The “economic emergency” caused by Covid-19 has only just begun, according to chancellor Rishi Sunak, as he warned the pandemic would deal lasting damage to growth and jobs.
Official forecasts now predict the biggest economic decline in 300 years.
The UK economy is expected to shrink by 11.3% this year and not return to its pre-crisis size until the end of 2022.
Government borrowing will rise to its highest outside of wartime to deal with the economic impact.
The government’s independent forecaster, the Office for Budget Responsibility (OBR) expects the number of unemployed people to surge to 2.6 million by the middle of next year.
It means the unemployment rate will hit 7.5%, its highest level since the financial crisis in 2009.

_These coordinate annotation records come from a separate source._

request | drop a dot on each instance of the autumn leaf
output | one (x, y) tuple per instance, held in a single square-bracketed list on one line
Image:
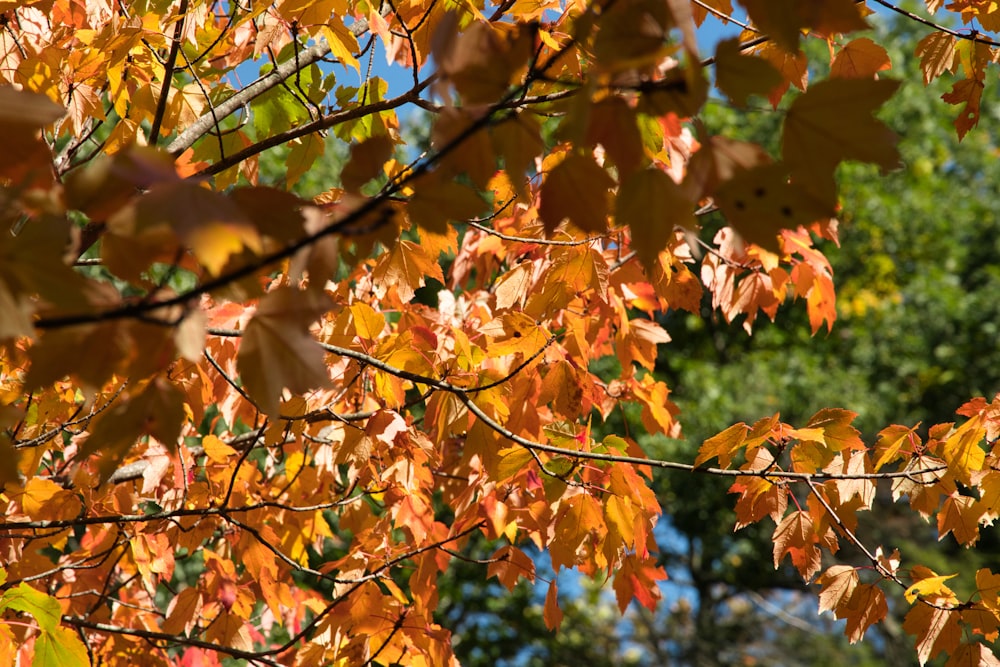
[(832, 122), (637, 578), (739, 75), (407, 266), (860, 58), (838, 585), (725, 446), (438, 200), (760, 202), (43, 608), (795, 536), (509, 565), (577, 189), (653, 206), (366, 162), (277, 350), (552, 615), (156, 410), (60, 647), (937, 54), (936, 630), (969, 93), (866, 607)]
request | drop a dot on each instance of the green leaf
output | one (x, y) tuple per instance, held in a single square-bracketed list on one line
[(44, 608)]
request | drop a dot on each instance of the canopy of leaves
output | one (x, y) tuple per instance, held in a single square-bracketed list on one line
[(242, 422)]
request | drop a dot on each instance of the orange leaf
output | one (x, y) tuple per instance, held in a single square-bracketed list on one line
[(739, 75), (553, 614), (866, 608), (937, 54), (838, 585), (407, 266), (637, 579), (859, 59), (277, 350), (796, 537), (936, 630), (653, 206), (725, 445), (970, 93), (960, 516), (509, 564)]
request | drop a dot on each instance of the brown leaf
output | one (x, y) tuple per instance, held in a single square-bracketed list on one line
[(277, 350), (860, 59), (577, 189), (739, 75)]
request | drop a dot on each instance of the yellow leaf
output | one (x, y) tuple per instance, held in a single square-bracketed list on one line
[(368, 323), (929, 584), (512, 461), (936, 630)]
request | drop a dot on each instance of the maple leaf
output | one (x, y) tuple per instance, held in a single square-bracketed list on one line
[(832, 122), (866, 607), (968, 92), (740, 76), (509, 564), (796, 536), (278, 352), (838, 585), (637, 579), (653, 206), (760, 202), (937, 54), (552, 614), (860, 58), (937, 630), (725, 445), (577, 189), (407, 266)]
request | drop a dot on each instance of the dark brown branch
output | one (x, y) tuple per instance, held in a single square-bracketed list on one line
[(275, 77), (168, 74)]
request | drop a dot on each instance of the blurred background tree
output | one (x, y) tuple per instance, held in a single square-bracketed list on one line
[(916, 336)]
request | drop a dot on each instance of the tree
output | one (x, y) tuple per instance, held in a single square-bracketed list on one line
[(239, 422)]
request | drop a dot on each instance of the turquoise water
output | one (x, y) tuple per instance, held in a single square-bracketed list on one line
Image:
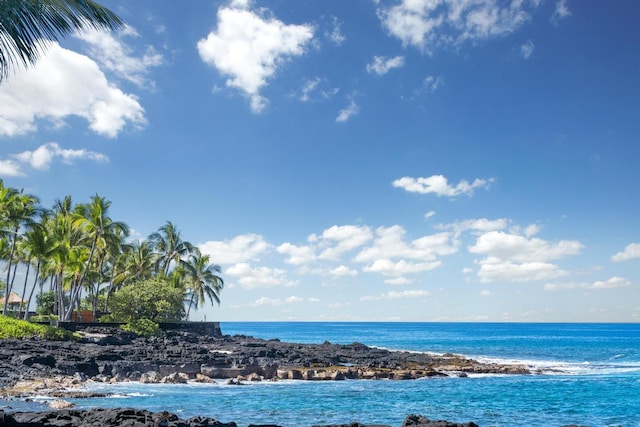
[(589, 375)]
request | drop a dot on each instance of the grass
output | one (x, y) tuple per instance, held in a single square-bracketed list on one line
[(18, 329)]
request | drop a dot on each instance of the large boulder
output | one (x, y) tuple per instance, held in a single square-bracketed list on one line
[(421, 421)]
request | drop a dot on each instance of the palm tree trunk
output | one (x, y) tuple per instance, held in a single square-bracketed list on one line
[(7, 290), (24, 290), (33, 288)]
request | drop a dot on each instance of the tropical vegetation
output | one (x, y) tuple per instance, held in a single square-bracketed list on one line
[(27, 27), (17, 329), (73, 257)]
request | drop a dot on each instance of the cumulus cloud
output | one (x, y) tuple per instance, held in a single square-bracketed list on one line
[(631, 251), (439, 185), (249, 47), (346, 113), (65, 83), (342, 271), (507, 246), (416, 293), (312, 89), (517, 258), (475, 225), (612, 283), (562, 11), (242, 248), (276, 301), (250, 277), (399, 268), (382, 65), (390, 243), (109, 49), (41, 157), (10, 168), (432, 83), (335, 35), (527, 49), (492, 270), (344, 238), (428, 25)]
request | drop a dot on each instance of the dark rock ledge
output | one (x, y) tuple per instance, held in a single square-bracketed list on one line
[(51, 368), (141, 418), (111, 355)]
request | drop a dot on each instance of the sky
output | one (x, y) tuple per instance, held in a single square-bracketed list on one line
[(362, 160)]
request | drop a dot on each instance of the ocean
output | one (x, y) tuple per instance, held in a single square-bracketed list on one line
[(586, 374)]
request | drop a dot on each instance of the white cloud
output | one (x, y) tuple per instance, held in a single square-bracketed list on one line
[(612, 283), (416, 293), (439, 185), (345, 114), (390, 243), (492, 270), (259, 277), (343, 271), (298, 255), (10, 168), (398, 281), (382, 65), (249, 48), (391, 255), (276, 301), (312, 89), (475, 225), (344, 238), (399, 268), (242, 248), (64, 83), (430, 24), (41, 157), (516, 258), (527, 49), (116, 56), (562, 11), (505, 246), (432, 83), (631, 251), (336, 35)]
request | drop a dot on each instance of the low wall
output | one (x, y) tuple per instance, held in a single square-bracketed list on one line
[(200, 328)]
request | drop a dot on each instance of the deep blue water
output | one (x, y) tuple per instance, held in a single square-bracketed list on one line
[(590, 375)]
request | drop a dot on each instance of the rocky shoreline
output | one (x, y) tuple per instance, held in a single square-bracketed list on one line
[(51, 368)]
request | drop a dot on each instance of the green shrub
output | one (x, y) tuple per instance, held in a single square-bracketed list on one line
[(143, 327), (14, 328), (43, 318)]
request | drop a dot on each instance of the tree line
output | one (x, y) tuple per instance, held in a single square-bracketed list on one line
[(84, 259)]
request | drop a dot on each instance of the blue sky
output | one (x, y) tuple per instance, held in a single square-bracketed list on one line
[(470, 160)]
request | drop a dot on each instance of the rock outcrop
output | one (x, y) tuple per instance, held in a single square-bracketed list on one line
[(110, 355), (128, 417)]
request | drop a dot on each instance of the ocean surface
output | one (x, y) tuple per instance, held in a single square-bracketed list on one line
[(588, 374)]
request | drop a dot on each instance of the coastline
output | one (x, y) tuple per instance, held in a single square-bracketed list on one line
[(61, 369)]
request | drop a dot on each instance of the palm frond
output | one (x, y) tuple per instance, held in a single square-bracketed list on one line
[(27, 26)]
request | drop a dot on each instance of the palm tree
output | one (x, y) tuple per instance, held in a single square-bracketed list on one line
[(17, 210), (27, 26), (167, 241), (37, 245), (101, 231), (202, 279)]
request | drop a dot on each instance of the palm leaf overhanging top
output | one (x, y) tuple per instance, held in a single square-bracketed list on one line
[(25, 23)]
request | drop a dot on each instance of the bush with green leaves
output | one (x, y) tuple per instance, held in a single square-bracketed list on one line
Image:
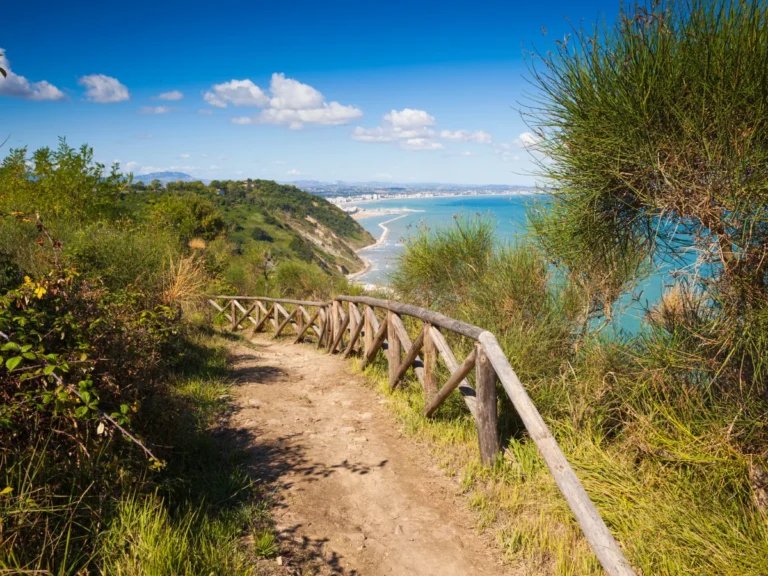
[(652, 137)]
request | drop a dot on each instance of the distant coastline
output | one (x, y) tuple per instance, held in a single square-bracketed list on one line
[(379, 242)]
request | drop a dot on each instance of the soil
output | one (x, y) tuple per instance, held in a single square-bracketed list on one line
[(352, 495)]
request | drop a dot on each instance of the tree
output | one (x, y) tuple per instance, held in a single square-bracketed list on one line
[(654, 137)]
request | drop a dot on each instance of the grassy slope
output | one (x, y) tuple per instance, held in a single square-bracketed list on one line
[(300, 225)]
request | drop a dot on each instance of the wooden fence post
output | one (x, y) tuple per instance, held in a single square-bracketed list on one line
[(430, 364), (487, 421), (393, 348), (352, 320), (367, 330)]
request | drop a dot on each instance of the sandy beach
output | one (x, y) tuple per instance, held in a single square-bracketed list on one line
[(379, 242), (373, 212)]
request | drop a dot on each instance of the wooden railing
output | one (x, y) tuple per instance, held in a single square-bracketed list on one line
[(370, 325)]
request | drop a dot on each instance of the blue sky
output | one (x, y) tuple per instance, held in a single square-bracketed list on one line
[(356, 91)]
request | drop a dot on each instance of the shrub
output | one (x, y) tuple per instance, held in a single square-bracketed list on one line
[(657, 151)]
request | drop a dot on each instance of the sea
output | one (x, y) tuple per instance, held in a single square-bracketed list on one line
[(509, 214)]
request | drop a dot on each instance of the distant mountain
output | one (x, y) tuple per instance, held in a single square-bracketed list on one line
[(164, 177)]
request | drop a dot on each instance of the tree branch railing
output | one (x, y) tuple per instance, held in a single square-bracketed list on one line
[(355, 319)]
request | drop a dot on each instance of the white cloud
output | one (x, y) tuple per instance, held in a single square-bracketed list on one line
[(333, 114), (409, 127), (390, 134), (526, 140), (291, 94), (421, 144), (172, 95), (465, 153), (237, 93), (479, 136), (291, 103), (19, 87), (154, 110), (409, 118), (104, 89)]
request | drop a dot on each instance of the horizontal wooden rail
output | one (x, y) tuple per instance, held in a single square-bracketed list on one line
[(331, 323)]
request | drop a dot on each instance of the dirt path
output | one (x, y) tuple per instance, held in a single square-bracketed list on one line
[(353, 495)]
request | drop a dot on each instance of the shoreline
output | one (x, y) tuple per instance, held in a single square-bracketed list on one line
[(407, 198), (364, 213), (379, 242)]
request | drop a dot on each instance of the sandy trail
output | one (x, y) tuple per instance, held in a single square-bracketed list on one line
[(353, 495)]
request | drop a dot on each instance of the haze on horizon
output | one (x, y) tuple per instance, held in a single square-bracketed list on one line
[(398, 92)]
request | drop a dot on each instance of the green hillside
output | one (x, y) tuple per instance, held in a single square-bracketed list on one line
[(264, 216)]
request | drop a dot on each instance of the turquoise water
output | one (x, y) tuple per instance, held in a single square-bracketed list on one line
[(509, 215)]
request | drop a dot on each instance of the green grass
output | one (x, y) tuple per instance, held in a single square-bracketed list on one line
[(202, 514), (686, 513)]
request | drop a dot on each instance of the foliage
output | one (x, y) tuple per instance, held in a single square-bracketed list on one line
[(656, 149), (657, 452), (61, 183), (107, 391), (190, 215)]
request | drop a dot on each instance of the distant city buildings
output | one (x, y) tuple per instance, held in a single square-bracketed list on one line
[(351, 195)]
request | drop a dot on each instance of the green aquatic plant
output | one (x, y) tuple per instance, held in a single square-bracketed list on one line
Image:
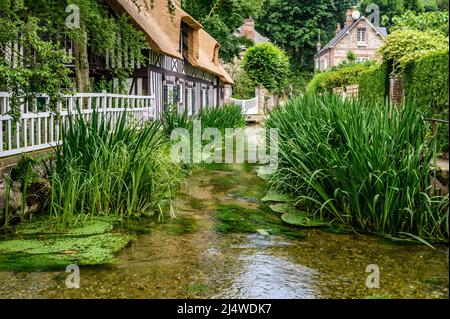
[(362, 165), (115, 167), (236, 219)]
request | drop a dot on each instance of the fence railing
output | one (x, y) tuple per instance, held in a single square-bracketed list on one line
[(249, 107), (40, 128)]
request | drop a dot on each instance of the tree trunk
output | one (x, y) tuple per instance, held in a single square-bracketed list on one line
[(81, 63)]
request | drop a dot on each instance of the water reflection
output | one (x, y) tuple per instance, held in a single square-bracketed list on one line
[(263, 275)]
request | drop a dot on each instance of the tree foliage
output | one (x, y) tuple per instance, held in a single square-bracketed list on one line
[(404, 46), (267, 65), (29, 63), (428, 21)]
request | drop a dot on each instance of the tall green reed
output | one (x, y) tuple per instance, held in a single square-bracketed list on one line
[(365, 166), (104, 167), (228, 116)]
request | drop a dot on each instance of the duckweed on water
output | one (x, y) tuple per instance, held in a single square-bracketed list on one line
[(45, 227), (57, 253), (235, 219)]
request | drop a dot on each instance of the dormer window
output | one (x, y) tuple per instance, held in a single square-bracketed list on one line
[(361, 36), (184, 40), (216, 54)]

However, fewer jobs are expected to be lost than predicted this summer.
Setting out his Spending Review detailing how much would be spent on public services, Mr Sunak said the government was dealing with an “economic emergency”.
He added: “That’s why we have taken, and continue to take, extraordinary measures to protect people’s jobs and incomes.”
The government has subsidised the wages of employees unable to work due to the pandemic, in an effort to protect jobs.
It said extending these schemes to next March meant 300,000 fewer people would be out of work.
What about public sector pay?
Mr Sunak confirmed that around 1.3 million public sector workers – excluding some NHS staff and those earning less than £24,000 – will have their pay frozen next year.
The chancellor said he could not justify an across-the-board increase when many in the private sector had seen their pay and hours cut in the crisis.